While the paper primarily addresses linear additive noise models, similar concerns about varsortability extend to non-linear settings, conditioning the authors' call for empirical evaluation and reporting of varsortability for synthetic DAG simulations.
The implications of this research are twofold. Practically, it advises caution in overly relying on simulated benchmarks for evaluating causal discovery algorithms without considering the effects of varsortability. Theoretically, it challenges the assumptions about the generic applicability of simulated causal models to real-world data unless accompanied by appropriate checks against synthetic simulation biases.
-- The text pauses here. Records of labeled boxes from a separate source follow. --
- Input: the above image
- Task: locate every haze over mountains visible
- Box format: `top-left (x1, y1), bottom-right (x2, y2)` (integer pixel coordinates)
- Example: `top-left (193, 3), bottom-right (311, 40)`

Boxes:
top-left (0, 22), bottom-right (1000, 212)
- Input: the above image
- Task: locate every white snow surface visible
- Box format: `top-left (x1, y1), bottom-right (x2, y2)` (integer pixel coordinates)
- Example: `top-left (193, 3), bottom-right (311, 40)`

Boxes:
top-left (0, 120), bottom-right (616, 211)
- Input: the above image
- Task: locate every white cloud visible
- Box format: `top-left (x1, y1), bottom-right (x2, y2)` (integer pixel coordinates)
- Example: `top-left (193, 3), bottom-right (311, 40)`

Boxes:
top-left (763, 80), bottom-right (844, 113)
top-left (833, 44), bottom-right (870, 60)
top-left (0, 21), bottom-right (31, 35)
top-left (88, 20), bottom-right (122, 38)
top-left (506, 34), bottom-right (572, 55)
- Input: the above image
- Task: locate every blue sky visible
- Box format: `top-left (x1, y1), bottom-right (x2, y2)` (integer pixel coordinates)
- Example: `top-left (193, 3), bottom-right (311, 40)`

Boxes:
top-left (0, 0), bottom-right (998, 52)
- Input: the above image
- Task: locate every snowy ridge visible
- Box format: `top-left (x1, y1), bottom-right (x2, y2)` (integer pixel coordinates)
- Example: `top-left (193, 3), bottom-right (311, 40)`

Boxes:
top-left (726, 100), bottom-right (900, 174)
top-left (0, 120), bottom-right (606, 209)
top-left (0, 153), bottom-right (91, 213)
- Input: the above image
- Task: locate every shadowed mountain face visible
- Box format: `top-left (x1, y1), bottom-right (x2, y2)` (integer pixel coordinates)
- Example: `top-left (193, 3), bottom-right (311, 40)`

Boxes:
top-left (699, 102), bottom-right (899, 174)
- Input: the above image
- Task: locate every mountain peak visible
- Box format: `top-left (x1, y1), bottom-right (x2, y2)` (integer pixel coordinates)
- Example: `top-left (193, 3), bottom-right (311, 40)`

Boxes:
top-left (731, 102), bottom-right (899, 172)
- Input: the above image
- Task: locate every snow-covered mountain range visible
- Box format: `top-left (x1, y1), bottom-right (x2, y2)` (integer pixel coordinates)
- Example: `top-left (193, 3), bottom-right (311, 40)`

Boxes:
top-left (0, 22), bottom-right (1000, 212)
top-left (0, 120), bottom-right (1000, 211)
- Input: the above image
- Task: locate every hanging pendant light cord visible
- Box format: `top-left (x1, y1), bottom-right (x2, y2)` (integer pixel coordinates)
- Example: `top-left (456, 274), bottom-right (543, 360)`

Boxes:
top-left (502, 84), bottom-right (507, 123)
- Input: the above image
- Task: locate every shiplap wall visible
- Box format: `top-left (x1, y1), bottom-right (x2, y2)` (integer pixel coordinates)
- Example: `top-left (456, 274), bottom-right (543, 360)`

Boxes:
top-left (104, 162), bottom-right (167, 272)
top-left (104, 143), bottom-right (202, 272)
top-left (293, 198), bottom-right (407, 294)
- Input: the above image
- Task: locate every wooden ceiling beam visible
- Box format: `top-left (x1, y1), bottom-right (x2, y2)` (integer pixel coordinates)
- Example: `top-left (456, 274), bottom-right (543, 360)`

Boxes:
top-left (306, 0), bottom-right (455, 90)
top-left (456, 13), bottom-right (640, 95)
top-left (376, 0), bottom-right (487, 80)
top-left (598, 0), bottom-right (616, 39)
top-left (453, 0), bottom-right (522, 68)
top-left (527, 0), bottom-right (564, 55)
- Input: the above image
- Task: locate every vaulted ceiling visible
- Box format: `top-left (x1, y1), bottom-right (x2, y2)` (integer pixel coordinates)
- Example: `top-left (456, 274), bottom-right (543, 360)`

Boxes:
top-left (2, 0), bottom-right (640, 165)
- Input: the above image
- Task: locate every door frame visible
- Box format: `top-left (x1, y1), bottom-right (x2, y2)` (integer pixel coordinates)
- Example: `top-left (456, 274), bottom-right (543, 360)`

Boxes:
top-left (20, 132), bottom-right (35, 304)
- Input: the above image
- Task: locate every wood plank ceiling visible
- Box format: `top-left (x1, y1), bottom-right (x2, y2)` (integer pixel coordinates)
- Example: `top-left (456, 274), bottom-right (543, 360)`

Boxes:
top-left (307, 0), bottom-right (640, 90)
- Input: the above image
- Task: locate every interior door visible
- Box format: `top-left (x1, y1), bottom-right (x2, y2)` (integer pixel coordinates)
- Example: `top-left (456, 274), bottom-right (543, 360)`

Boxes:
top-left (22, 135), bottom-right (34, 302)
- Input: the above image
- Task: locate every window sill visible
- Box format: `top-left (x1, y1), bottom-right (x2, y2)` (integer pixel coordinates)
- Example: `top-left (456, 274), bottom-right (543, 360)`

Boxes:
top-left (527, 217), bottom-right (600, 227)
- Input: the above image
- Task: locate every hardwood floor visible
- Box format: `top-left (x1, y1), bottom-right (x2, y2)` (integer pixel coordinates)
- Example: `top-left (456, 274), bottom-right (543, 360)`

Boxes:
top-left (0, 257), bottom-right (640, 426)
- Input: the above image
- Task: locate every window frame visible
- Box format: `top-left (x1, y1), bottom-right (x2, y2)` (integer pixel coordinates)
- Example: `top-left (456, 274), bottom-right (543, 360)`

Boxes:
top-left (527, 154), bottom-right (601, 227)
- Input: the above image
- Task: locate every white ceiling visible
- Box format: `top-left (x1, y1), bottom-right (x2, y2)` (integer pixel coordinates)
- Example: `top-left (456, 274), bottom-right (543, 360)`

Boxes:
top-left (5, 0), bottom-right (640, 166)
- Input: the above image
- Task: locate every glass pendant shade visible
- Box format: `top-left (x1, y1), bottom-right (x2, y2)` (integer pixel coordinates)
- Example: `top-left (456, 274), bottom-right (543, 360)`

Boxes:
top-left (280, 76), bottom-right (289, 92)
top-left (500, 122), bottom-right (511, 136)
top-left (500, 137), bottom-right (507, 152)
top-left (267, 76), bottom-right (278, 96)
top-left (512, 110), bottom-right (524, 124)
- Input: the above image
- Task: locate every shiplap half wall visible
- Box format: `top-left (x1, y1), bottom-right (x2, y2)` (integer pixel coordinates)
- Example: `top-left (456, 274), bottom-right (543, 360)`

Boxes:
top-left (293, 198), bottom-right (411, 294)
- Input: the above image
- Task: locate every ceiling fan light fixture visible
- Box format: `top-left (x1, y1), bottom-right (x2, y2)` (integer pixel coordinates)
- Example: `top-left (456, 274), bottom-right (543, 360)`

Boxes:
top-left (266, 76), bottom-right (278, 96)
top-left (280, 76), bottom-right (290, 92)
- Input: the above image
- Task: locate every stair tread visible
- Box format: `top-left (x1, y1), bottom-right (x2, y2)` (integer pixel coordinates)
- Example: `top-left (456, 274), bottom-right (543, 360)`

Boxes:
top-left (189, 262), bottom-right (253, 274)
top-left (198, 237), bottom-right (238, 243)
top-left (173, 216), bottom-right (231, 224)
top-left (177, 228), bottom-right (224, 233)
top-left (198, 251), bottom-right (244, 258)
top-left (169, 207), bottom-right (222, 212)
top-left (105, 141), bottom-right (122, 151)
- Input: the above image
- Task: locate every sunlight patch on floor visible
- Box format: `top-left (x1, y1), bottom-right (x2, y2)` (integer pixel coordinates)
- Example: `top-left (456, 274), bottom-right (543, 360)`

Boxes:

In conclusion, while the paper provides a critical lens on how structure learning algorithms are evaluated, it also paves the way for more robust and nuanced benchmarks that emphasize comparability over across various scales and distributions. Movement forward might involve developing simulation methods that reflect the variability and non-ideal conditions found in real-world data, paired with analytical tools to better assess the robustness of causal discovery methods.